# How to fly a backdrop in a 1/4 height fly-loft



## hamlett22 (Feb 11, 2010)

Hey all

We have a nice theatre facility with great automatic vortek rigging hoists on 12 battens. Hit a button and they run in and out. Problem is we only have a 1/4 height fly loft, so flying large items like a floor to trimmed grid backdrop is impossible.. the bottom of a 22' backdrop would only trim at 8' off the deck.

I am tired of this issue and am brainstorming a solution to make putting up musicals more stream lined.

My idea is to use a full 22' high backdrop but put the batten at the bottom of the drop and run the 5 air craft cable lines on the vortek hoist down the back of the drop. I was thinking maybe I could sew jute webbing in 5 vertical lines down the back of the drop (5 aircraft cables on the hoist, 5 vertical lines of jute webbing sewn at vertical intervals from top to bottom), punch in grommets and run each aircraft cable from the hoist through each grommet down to the bottom of the drop and then re-attach the cables to the batten seated in the bottom pocket of the drop. Then when flown out, the backdrop would gather as the cables pull the batten upwards. 

What do you think? Are there some issues I need to consider?

In essence my idea is to create a large shade on stage that gathers when flown out.

Your thoughts (not advice heaven forbid) are appreciated.

hamlett22


----------



## mrtrudeau23 (Feb 11, 2010)

I personally have never had to do this, but what you are describing is essentially how one would go about taking a fly out in a short fly tower. I've never dealt with a 1/4 height tower, so I don't know how well your idea will work (I'd run a test with some muslin or something so you don't ruin your drop), but in a 3/4 tower I've worked in, we just picked the bottom of the drop and essentially raise it the rest of the way just "folding back on itself".


----------



## hamlett22 (Feb 11, 2010)

thanks.

I thought about this but I would need to raise it in three places to get it out of the way which would mean using three battens. I don't have enough free battens to do that which is why I was thinkign the "shade" gathering route.

hamlett22


----------



## Les (Feb 11, 2010)

What type of pipe are you planning on using? I ask because due to the weight, you might want to consult a rigger for safety purposes. Another positive byproduct of this however, is that they may have some tricks up their sleeve that you may not have thought about.
We had a 1/4 fly tower in high school because the original building was built in 1949 (multi-million dollar renovation in 2002) and I guess in 1949 a full fly tower was deemed unnecessary. At the time of the renovation, it was cost prohibitive since the stage was surrounded by the band hall, choir room, scene shop and studio theatre. "Land Locked", you might say, and they didn't want to bull doze part of the building so as to get a crane in there. It was less than ideal, but we always just had our cyc flown from the furthest US batten. Though, I do wish we had a bit more flexibility. We eventually added a scrim as well, which was flown from a traverse (again, less than ideal). 

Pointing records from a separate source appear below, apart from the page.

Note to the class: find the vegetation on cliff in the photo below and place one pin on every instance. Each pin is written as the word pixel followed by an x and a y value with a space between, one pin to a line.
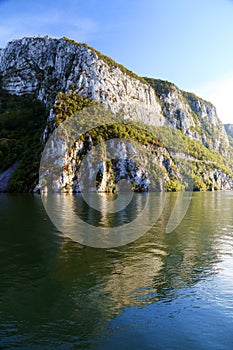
pixel 22 120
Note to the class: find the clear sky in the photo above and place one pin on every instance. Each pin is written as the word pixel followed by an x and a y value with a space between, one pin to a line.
pixel 187 42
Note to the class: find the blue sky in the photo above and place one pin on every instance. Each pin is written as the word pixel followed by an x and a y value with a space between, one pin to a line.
pixel 187 42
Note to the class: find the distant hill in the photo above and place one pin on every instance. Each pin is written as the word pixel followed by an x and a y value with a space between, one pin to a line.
pixel 45 80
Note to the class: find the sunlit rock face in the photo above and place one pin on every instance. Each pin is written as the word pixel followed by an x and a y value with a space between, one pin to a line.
pixel 46 66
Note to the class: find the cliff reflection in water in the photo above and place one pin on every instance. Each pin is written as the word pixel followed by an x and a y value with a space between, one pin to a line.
pixel 52 286
pixel 156 266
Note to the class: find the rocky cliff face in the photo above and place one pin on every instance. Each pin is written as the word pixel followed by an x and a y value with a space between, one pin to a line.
pixel 195 117
pixel 44 67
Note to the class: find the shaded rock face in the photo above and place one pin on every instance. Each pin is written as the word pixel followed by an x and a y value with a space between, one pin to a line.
pixel 46 66
pixel 193 116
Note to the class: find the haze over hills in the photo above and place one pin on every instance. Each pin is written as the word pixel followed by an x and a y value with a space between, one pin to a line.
pixel 44 81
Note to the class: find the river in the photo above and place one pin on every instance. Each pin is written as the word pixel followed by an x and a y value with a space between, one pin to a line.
pixel 162 291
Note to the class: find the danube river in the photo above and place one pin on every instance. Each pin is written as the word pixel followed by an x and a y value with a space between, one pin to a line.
pixel 165 290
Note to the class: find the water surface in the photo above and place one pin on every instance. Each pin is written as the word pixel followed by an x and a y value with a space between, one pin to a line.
pixel 163 291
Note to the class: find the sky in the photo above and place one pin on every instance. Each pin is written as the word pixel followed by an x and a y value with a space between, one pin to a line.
pixel 189 43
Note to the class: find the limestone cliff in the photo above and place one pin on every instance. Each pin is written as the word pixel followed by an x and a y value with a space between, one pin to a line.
pixel 45 67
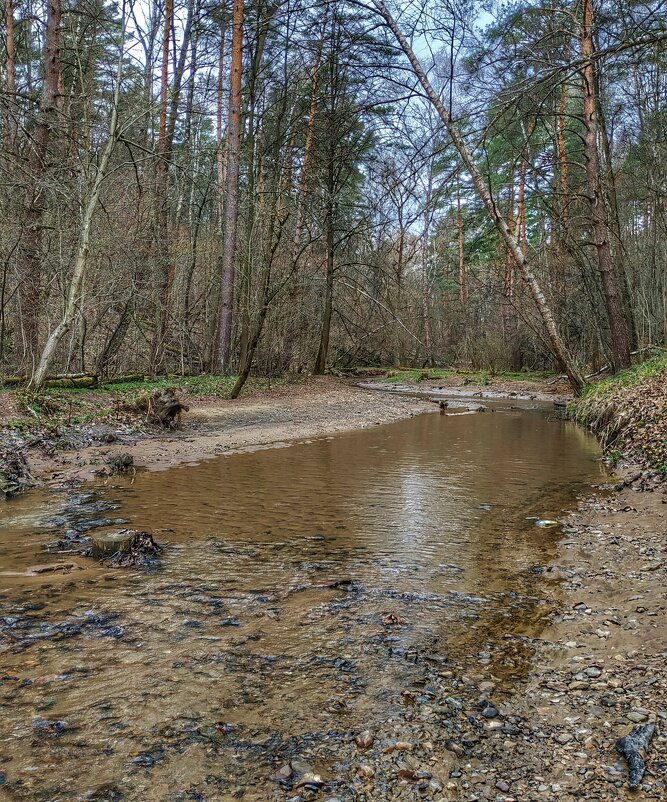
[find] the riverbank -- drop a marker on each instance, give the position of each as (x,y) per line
(464,728)
(317,407)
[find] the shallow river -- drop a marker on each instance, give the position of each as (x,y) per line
(301,593)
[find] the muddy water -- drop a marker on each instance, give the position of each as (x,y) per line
(305,594)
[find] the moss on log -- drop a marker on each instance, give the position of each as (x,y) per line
(108,544)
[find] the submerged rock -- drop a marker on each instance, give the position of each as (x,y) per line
(125,548)
(633,747)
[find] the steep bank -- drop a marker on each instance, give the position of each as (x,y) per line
(213,426)
(628,412)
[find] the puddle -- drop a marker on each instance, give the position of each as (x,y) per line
(303,591)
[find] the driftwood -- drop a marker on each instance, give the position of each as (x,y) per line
(60,381)
(125,548)
(633,747)
(162,407)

Situations like these are when I wish there were more Olio (roll drops) in use. "Just roll it up like a giant projector screen!"


----------



## Footer (Feb 12, 2010)

Depending on the drop, you can easily wreck the drop by folding it over and over again in that method. If you are building the drop in house, it might be worth a try. Just be aware of the folding when you are painting the drop. 

You also might want to research "tripping". It will allow you to fly a 20' drop in a 7' fly space. It only takes 2 lift lines as well. It does take a specially built drop, but it does work. Because you are in a winched house, tripping is much safer then it is on a counterweight system.


----------



## len (Feb 12, 2010)

If it's something that is revealed and left there (as opposed to removed during the show) a kabuki drop might be less expensive.


----------



## JChenault (Feb 12, 2010)

It was not clear to me from your description what you were planning to use to hold up the top of the drop. If the plan is to use one of your winch lines, I would suggest researching tripping the drop in thirds ( as footer suggests). Basically you build a horizontal seam 1/3 of the way up and attach one pipe there. The second pipe hold up the top. When you take it out, it folds in thirds.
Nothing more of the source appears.